In figuur 1 is schematisch een spiegelhuis 10 getoond, dat op op zich bekende wijze kan zijn ingericht om bevestigd te worden aan een niet weergegeven voertuig. In het spiegelhuis 10 is een basis 21 van een spiegelverstelinrichting 20 gemonteerd. Met de basis 21 is scharnierbaar een draagorgaan 22 voor een spiegel 23 verbonden door middel van scharnier- organen 24. De constructie van de scharnierorganen 24 is voor een goed begrip van de uitvinding niet van belang, en zal niet nader worden beschreven. Volstaan wordt met op te merken, dat de scharnierorganen 24 tenminste scharnierbaar zijn om een scharnieras 25 loodrecht op het vlak van tekening, terwijl in de praktijk de scharnierorganen 24 veelal scharnierbaar zijn om twee onderling loodrechte assen.

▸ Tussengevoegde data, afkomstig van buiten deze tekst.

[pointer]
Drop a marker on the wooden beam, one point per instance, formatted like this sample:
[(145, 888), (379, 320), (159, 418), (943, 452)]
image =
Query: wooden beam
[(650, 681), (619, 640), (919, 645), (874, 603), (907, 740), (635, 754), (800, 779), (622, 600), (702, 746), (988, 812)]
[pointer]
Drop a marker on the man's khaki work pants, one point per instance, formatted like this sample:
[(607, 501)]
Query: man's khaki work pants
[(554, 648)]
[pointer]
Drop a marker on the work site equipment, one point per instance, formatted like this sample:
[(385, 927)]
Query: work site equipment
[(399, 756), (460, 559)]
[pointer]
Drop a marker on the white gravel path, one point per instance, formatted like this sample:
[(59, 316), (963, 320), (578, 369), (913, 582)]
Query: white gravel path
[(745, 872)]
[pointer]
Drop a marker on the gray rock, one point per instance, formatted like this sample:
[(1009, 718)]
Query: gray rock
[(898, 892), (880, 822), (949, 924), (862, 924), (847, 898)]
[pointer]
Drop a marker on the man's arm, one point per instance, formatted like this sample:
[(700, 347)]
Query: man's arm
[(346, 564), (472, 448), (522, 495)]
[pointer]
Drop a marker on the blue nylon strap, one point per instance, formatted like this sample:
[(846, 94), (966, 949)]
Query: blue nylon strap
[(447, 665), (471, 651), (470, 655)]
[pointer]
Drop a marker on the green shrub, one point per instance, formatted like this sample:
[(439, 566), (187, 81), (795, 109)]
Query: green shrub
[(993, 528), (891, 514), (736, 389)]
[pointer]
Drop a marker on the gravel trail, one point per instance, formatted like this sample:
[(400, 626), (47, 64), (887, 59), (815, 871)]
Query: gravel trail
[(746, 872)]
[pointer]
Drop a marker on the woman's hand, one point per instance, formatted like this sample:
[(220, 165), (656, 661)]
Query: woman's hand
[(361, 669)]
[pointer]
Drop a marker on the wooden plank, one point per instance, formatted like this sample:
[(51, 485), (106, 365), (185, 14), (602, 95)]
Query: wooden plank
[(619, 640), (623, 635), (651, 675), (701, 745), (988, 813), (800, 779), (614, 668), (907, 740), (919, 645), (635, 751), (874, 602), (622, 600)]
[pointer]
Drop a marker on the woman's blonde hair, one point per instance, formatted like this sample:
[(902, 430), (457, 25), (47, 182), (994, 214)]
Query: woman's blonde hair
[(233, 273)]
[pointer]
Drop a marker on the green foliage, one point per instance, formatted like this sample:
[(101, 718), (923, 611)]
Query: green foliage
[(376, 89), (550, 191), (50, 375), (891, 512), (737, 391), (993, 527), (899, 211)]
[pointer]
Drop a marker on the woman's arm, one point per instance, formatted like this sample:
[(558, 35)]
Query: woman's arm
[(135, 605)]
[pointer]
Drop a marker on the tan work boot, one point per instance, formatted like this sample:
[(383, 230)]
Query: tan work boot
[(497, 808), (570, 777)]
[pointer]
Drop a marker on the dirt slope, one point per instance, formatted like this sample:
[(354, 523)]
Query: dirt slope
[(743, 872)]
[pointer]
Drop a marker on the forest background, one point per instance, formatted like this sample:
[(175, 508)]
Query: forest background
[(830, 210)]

Een scharnierbeweging van het draagorgaan 22 ten opzichte van de basis 21 voor het instellen van een scharnierstand van het draagorgaan 22 ten opzichte van de basis 21 kan worden uitgevoerd door middel van een scharnieractuator 40. De scharnieractuator 40 omvat een niet weergegeven motor die wordt bestuurd door een eveneens niet weergegeven stuurorgaan. Die motor is gekoppeld met een moerorgaan 41 dat draaibaar is gelegerd in een aan de basis 21 bevestigd moerhuis 42, welk moerorgaan 41 in de richting van zijn rotatieas, dat wil zeggen de richting zoals aangeduid door de pijl Fl, is opgesloten in het moerhuis 42. Door het moerorgaan 41 reikt een staaf 43 met een bijpassende uitwendige schroefdraad, welke schroefstaaf 43 zodanig met het draagorgaan 22 gekoppeld is, dat deze geen bewegingsvrijheid heeft in rotatiezin om zijn lichaamsas. Wanneer nu het moerorgaan 41 door de motor wordt geroteerd, wordt de schroefstaaf 43 langs zijn lichaamsas verplaatst ten opzichte van de basis 21 om aldus het draagorgaan 22 te scharnieren.
Tussen het draagorgaan 22 en de basis 21 is een bekende detector 30 gekoppeld voor het detecteren van de scharnierstand van het draagorgaan 22 ten opzichte van de basis 21 en het genereren van een voor die gedetecteerde stand representatief electrisch signaal. De detector 30 omvat een aan de basis 21 bevestigde lineaire potentiometer 31 met een lineaire weerstandsbaan 32 en een over die lineaire weerstandsbaan 32 verplaatsbare loper 33. De lineaire weerstandsbaan 32 en de loper 33 zijn verbonden met aansluitcontacten 34, 35 om het genoemde electrische signaal te verschaffen.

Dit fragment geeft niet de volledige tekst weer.